The Green Bank Observatory (GBO) enters a new era of leadership in October. Dr. James M. Jackson, an internationally known astrophysicist, has accepted the role of director.
After serving as director for 15 years, Dr. Karen O’Neil will join the scientific staff. O’Neil has led the Observatory since 2006, including overseeing the separation from the National Radio Astronomy Observatory (NRAO) and the successful transition to Green Bank Observatory in 2016. She looks forward to being a longstanding member of the Observatory staff and being a vital part of its continued growth.
Jackson has served most recently as Associate Director for Research for the Stratospheric Observatory for Infrared Astronomy (SOFIA) with the Universities Space Research Association (USRA). Jackson has also led administration and research in astronomy and astrophysics for the University of Newcastle (Australia) and Boston University, and served as Assistant Director for the Center for Astrophysical Research in Antarctica. He has co-authored 148 journal articles, with over 12,000 total citations.
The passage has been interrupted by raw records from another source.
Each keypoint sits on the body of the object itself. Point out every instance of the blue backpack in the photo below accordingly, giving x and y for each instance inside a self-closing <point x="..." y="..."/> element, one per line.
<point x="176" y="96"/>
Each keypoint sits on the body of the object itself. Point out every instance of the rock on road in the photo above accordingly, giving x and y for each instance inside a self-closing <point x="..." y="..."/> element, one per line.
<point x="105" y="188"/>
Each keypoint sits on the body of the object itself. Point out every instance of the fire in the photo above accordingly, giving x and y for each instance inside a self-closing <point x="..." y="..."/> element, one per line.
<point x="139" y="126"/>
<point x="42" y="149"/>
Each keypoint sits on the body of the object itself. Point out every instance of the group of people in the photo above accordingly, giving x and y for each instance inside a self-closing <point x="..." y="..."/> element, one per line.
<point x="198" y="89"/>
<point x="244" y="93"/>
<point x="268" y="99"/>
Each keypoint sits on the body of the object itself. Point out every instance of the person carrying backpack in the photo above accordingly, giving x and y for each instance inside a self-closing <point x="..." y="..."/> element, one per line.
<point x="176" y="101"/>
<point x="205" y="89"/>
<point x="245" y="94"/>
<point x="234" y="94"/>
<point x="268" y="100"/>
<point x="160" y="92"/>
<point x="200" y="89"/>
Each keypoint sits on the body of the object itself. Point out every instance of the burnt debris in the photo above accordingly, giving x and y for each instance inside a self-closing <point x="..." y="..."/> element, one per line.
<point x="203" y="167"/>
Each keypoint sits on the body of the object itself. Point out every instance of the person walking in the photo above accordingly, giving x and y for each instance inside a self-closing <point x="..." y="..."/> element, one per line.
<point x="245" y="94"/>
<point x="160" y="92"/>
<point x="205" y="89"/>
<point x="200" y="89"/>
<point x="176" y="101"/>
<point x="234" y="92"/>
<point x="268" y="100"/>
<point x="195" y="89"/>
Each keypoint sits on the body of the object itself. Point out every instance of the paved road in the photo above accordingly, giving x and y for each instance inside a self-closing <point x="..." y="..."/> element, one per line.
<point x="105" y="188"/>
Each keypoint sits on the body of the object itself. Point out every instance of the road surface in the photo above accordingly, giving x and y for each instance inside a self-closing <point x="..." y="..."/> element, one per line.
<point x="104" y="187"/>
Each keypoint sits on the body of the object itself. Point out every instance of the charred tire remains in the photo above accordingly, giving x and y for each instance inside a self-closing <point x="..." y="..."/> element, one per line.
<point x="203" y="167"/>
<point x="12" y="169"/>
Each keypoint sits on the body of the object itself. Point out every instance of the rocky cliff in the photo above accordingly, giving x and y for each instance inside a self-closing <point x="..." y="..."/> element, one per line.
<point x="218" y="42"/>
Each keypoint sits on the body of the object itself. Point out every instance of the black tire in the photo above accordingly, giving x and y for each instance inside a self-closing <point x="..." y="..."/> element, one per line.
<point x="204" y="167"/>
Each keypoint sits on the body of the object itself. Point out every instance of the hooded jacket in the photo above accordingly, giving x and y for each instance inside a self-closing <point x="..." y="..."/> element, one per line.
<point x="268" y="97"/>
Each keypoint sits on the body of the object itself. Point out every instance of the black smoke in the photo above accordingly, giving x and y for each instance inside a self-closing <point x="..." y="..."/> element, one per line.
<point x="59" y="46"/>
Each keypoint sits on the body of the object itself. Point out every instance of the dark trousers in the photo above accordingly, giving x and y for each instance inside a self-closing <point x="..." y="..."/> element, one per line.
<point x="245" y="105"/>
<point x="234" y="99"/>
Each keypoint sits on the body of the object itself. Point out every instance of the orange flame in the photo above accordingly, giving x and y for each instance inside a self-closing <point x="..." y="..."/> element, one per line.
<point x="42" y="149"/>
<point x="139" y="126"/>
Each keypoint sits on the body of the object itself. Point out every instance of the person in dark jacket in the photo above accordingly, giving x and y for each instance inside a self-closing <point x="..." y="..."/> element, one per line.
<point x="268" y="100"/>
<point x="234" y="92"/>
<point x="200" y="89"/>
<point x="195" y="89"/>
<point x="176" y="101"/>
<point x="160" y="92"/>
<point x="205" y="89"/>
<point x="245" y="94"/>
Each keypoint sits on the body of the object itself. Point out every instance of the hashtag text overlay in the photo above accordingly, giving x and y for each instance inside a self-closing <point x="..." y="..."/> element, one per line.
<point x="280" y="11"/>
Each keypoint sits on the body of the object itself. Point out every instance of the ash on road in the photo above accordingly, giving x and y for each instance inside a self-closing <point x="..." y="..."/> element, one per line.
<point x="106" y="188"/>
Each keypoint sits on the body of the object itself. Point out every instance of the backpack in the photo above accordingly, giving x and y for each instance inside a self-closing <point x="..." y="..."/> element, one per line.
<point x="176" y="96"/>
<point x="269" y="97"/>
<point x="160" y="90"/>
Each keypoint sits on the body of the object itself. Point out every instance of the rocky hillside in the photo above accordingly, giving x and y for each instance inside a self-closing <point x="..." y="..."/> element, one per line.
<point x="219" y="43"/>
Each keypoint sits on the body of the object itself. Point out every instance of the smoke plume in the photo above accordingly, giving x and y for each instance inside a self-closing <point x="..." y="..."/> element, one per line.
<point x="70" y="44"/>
The U.S. National Science Foundation (NSF), which owns the Observatory, worked closely with O’Neil throughout her tenure. Harshal Gupta, Program Director at NSF’s Division of Astronomical Sciences shared, “On behalf of NSF, I would like to thank Dr. O’Neil for her long and dedicated service as director of Green Bank Observatory. We look forward to working with Dr. Jackson as he assumes this critical role for the Observatory.”
Jackson is expected to begin his work onsite in mid-October. A frequent user of the Green Bank Telescope (GBT), he is very familiar with the site’s staff and resources. He recognizes the Observatory’s role as an essential facility in the nation’s astrophysics portfolio, “I congratulate the Observatory in providing pre-eminent capabilities to the radio astronomy community and in producing world-class science. I am keen to serve GBO and our research community, to continue to grow these resources, and to secure a stable and productive future.”
The Green Bank Observatory is a major facility of the National Science Foundation and is operated by Associated Universities, Inc.